China’s Internet Financial Risk Rectification Work Leading Group, which is comprised of all of China’s financial regulators including the People’s Bank of China, issued the order in a statement late Thursday.
The country’s second-largest cryptocurrency exchange, BTCChina, announced yesterday that it was closing and has since been followed by the smaller exchanges ViaBTC, Yunbi and YoBTC. More exchanges will no doubt be announcing compliance with the order today.
According to Chinese financial news outlet Caixin, BTCC offices were visited yesterday by officials representing the Leading Group and it is likely that other exchanges will have had similar contact.
The Leading Group has also instructed exchanges to in effect ringfence user funds by putting them into a separate bank account and to close all other company bank accounts by 20 September, and making arrangements for customers to be able to withdraw their deposits.
The statement, in part, said: “Before 20 September 6pm, exchanges shall come up with a detailed risk-free clearing plan and send this plan to the office. Exchanges shall deal with their claims and liabilities properly, and insure that investors’ funds and virtual currencies are safe.”
The official clampdown follows a report by Caixin last week that all exchanges were to be shuttered, which had the effect of pressuring the price of bitcoin and all other virtual currencies. Bitcoin has now dropped more than 30% from its all-time high of $5,014 on 2 September, briefly dipping below $3,000 today, although it has since recovered somewhat to trade at $3,600 on the Coindesk bitcoin price index.
It’s an open question whether the digital currency has found a bottom or the correction has further to run as the ramifications of the exchange closures sink in. Ethereum is at $243.
Rumours swirling in China’s financial community suggest that complaints and threats to launch protests by private investors who had lost money in initial coin offerings (ICOs), prompted the authorities to act. Chinese regulators closed down ICOs in the country on 5 September. ICOs are used by blockchain companies to raise funds by issuing coins and tokens.

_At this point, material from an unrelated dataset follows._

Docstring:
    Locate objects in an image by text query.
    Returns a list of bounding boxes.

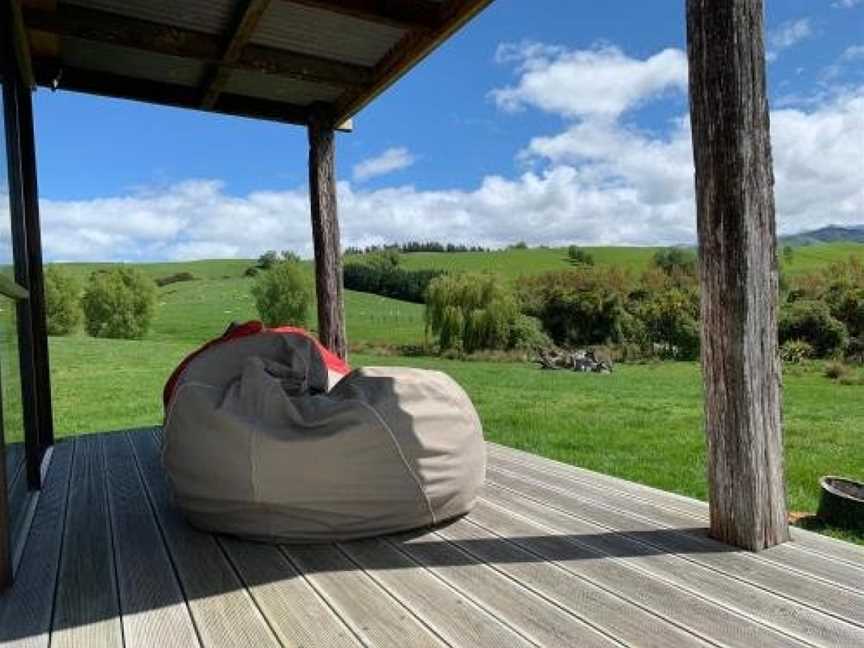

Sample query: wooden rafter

Additionally, the Communist Party of China Congress opens on 18 October and the last thing the government wants is social unrest among disgruntled investors.

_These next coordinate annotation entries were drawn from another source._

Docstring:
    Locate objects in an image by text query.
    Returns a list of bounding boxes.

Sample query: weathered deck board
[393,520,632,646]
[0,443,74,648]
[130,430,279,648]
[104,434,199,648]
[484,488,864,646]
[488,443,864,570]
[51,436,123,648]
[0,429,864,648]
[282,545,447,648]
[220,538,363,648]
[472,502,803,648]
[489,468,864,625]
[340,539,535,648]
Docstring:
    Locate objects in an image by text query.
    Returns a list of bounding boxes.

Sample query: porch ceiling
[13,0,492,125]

China once accounted for the majority of bitcoin trading, but has since fallen to around 25%; China’s BTCChina, OKCoin and Huobi were among the largest exchanges in the world. China is also home to the majority of the world’s bitcoin mining and it is unclear if the latest moves by the authorities will impact those operations. What is known, however, is that the falling price of bitcoin makes mining operation less profitable.

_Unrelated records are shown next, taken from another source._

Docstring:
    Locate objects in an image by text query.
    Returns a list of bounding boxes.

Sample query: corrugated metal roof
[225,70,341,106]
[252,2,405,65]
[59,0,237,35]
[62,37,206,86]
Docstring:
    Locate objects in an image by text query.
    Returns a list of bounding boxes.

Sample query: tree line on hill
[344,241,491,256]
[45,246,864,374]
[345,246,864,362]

Li Lihui, former president of the Bank of China and currently a leading official of the National Internet Finance Association, told a conference in Shanghai yesterday that bitcoin and other cryptocurrencies “can become a tool for illegal fund flows and investment deals”.
He welcomed the crackdown by authorities in China on “digital tokens like bitcoin, ethereum that are stateless” as it was “protecting market stability and the interests of investors”, although he spoke favourably of the digital currencies being developed by a number of central banks including the People’s Bank of China.The PBOC revealed in 2016 that is was working on blockchain technology and developing its own digital currency.
The Leading Group has also ruled that the exchanges were trading without a licence, although a licence has not been required by the authorities up until this point. This might suggest that the authorities will allow exchanges to reopen, but only after imposing a new tougher regulatory regime in which exchanges would have to obtain a license from the government to operate.
Chinese president Xi Jinping is standing for re-election at the party Congress and could be positioning himself with the party base by cracking down on what might be perceived as the wilder areas of the free market.
Also pressuring crypto prices were comments by JP Morgan chief executive Jamie Dimon on 12 September that bitcoin was “a fraud” and “not a real thing”.
Bitcoin has suffered 10 major corrections since 2010, at one stage dropping 94% between August and November 2011 and 85% between November 2013 and January 2015. More recently, in June-July this year the price fell 35%.